Pourtant, la même Agnès Pannier-Runacher avait récemment critiqué la stratégie de TotalEnergies. Après avoir annoncé l’an dernier qu’il augmentait sa production d’énergies renouvelables, le géant pétrolier a fait machine arrière et va finalement augmenter sa production de gaz et garder celle de pétrole stable.

Malgré les promesses et le changement d’identité, les hydrocarbures restent au centre de la stratégie de Total. De plus, la firme travaille toujours sur un des projets les plus dangereux pour la biodiversité en Afrique.

En effet, le plus long oléoduc chauffé au monde est en construction et menace la biodiversité. Par ailleurs, Total continue d’obtenir de nombreuses validations pour creuser 400 puits de pétrole en Ouganda, en parallèle de l’oléoduc EACOP (East African Crude Oil Pipeline).

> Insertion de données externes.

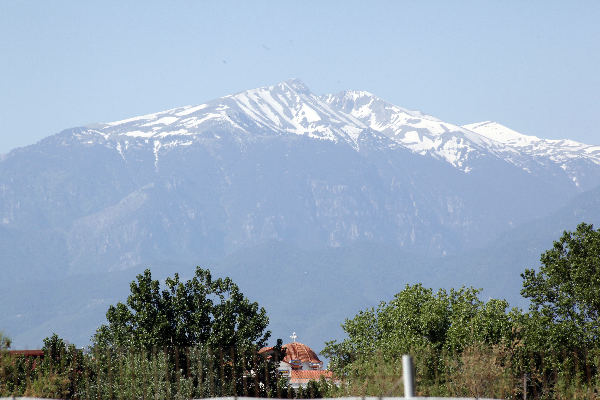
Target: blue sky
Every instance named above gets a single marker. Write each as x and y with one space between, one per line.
533 66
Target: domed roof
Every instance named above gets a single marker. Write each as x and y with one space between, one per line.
294 351
299 351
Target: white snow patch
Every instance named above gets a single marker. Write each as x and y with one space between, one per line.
190 110
162 121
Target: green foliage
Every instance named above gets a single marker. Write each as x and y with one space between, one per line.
198 311
418 319
4 342
565 293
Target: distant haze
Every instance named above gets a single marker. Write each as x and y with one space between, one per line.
531 65
316 205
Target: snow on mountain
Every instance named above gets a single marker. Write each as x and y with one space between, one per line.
286 108
560 150
289 108
567 154
421 133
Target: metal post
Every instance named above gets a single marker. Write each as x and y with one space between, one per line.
407 373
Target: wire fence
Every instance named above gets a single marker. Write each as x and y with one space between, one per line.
197 372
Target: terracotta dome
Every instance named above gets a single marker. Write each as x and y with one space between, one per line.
296 351
299 351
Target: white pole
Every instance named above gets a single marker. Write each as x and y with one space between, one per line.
407 373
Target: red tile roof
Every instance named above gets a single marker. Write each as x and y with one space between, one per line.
303 376
27 353
295 351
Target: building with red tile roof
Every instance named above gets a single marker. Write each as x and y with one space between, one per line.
300 364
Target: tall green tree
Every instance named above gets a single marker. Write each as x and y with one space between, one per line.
565 292
416 319
200 311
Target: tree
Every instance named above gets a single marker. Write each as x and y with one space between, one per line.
565 293
417 319
200 311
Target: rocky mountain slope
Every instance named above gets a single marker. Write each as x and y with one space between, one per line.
244 176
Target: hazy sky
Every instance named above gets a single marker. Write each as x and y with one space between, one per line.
531 65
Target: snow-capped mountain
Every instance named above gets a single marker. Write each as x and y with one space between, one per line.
343 180
353 118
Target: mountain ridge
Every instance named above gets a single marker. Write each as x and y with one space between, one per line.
347 184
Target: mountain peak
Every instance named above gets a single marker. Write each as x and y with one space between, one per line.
296 85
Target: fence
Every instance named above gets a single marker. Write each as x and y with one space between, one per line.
173 374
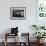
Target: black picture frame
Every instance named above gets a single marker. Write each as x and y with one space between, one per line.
17 13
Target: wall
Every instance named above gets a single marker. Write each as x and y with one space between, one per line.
24 25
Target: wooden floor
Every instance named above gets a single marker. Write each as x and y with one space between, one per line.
13 44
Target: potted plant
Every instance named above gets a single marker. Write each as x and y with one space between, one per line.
39 36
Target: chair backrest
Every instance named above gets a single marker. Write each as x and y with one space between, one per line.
14 30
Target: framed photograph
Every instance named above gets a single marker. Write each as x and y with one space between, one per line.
17 13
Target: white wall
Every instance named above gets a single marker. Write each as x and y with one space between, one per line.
24 25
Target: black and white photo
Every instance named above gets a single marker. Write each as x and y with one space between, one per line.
17 13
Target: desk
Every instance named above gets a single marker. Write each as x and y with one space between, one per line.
8 34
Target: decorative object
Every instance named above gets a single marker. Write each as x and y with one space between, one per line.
14 30
38 27
39 35
18 13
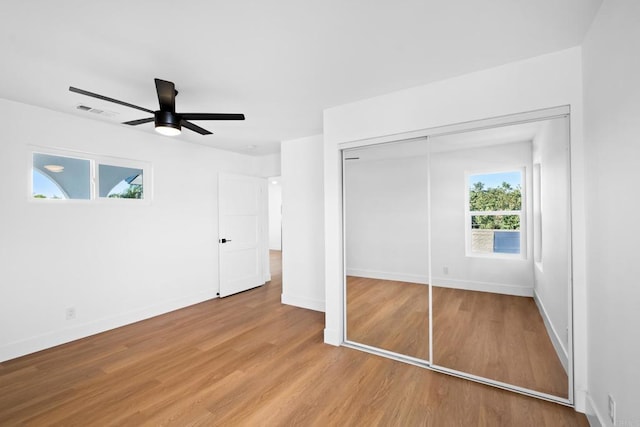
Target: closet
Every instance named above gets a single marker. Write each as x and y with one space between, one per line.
458 252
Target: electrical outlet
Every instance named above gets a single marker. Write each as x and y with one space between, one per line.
612 410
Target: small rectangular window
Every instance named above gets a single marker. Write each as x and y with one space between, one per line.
120 182
494 213
60 177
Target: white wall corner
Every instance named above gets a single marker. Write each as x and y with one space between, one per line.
332 337
303 302
554 335
593 415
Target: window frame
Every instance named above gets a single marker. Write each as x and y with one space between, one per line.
522 255
95 160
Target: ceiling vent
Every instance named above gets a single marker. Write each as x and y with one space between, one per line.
96 110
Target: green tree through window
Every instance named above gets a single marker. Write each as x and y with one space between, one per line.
502 198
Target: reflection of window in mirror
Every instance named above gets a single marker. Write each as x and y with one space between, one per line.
494 213
537 215
60 177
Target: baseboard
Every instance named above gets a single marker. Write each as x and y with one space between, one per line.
496 288
332 337
386 275
78 331
562 353
593 415
303 302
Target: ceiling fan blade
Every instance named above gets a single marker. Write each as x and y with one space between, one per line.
139 121
194 128
106 98
166 95
212 116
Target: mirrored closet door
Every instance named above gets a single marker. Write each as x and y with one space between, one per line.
386 250
457 253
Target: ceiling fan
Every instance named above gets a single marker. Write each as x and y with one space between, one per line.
167 121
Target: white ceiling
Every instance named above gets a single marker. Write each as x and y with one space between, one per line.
280 62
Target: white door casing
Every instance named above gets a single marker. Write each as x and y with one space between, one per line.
242 237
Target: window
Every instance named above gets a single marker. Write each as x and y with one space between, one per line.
495 214
120 182
56 175
60 177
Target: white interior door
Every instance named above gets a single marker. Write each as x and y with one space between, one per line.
241 241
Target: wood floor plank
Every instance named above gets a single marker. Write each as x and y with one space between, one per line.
245 360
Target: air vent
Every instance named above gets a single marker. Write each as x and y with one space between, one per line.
105 113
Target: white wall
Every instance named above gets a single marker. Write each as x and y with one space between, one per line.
448 186
302 223
115 263
612 129
275 213
386 218
541 82
551 152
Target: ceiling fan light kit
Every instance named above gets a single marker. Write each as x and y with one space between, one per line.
167 121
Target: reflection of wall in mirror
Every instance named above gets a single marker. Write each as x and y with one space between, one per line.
489 274
386 218
550 151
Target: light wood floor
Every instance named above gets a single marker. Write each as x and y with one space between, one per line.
245 360
496 336
389 314
501 337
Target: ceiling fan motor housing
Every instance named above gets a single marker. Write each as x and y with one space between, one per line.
167 119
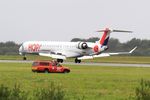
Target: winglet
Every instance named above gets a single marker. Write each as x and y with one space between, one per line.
133 49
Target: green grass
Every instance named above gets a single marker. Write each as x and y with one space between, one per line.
112 59
89 82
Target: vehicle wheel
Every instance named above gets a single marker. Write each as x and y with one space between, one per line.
46 71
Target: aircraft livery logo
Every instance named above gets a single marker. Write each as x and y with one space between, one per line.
34 47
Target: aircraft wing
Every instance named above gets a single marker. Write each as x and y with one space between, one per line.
56 56
106 54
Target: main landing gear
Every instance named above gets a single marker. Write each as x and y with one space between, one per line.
60 60
77 61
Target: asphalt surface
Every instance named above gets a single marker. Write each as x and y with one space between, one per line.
83 63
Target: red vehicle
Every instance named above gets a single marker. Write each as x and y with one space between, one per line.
49 67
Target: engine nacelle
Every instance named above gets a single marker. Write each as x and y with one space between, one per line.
82 45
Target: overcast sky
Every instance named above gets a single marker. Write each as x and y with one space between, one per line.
62 20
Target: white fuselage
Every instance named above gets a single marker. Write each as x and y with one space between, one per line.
69 49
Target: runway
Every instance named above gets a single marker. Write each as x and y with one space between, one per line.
85 64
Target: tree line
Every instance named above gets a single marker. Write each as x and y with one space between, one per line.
11 48
143 46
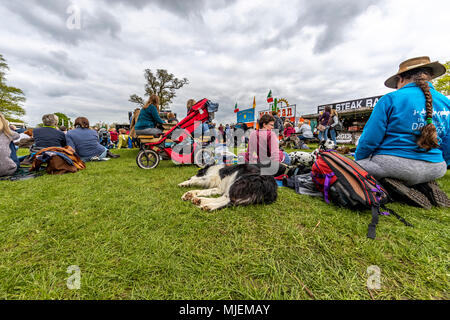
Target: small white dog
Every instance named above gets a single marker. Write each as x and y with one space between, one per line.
307 159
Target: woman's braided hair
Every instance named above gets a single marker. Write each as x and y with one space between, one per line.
428 138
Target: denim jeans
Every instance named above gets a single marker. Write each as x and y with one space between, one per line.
13 155
333 135
323 135
100 156
287 159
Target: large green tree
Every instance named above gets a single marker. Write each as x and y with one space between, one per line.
163 84
442 84
11 98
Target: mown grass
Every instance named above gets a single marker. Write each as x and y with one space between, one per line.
133 238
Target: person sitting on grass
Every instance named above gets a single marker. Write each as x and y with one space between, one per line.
305 131
264 144
48 135
149 118
171 118
8 158
407 138
86 143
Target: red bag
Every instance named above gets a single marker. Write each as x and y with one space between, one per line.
347 184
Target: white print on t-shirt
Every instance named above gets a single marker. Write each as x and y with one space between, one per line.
417 126
435 113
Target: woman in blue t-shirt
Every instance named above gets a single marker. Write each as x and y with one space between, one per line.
407 138
149 118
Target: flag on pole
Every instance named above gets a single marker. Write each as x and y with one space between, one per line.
236 109
274 106
269 97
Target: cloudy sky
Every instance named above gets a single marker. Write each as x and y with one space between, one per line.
308 52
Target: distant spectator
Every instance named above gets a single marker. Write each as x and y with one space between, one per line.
305 131
133 122
288 129
278 124
48 135
114 136
189 104
85 142
8 157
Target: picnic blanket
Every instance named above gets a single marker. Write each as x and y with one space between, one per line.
58 160
23 174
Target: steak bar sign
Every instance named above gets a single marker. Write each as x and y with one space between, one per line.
352 104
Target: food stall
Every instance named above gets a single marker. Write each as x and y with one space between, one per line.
353 115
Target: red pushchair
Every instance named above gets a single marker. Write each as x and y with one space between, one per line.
177 141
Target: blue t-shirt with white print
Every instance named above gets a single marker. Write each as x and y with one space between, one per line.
395 123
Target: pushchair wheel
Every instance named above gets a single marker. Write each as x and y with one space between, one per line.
147 159
203 157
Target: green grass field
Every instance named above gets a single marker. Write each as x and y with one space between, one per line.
133 238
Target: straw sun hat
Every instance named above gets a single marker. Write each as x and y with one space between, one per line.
414 63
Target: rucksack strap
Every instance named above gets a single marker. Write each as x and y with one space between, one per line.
326 186
390 211
373 224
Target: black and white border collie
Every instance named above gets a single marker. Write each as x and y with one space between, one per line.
307 159
240 184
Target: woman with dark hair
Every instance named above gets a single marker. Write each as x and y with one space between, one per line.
149 118
86 143
407 138
323 123
8 158
331 126
263 143
49 134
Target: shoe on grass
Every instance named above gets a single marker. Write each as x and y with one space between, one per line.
399 191
112 155
436 196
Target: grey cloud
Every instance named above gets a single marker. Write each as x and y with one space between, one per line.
181 8
56 61
335 16
51 18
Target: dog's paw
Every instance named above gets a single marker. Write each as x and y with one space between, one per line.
184 184
187 196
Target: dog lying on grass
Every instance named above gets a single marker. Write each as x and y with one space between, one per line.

L’État français le soutient d’ailleurs dans cette démarche, Emmanuel Macron ayant salué la construction de l’oléoduc. Le président de la république y voit en effet “une opportunité majeure pour étendre la coopération” entre la France et l’Ouganda.

Dès lors, on peut afficher quelques doutes face aux propos d’Agnès Pannier-Runacher, lorsqu’elle déclare espérer “l’accord le plus ambitieux possible sur les énergies fossiles”.

En gardant cela à l’esprit, il est plus facile de croire que le gouvernement a bien voulu inviter TotalEnergies à la table des négociations de la COP28, malgré la communication niant ces faits.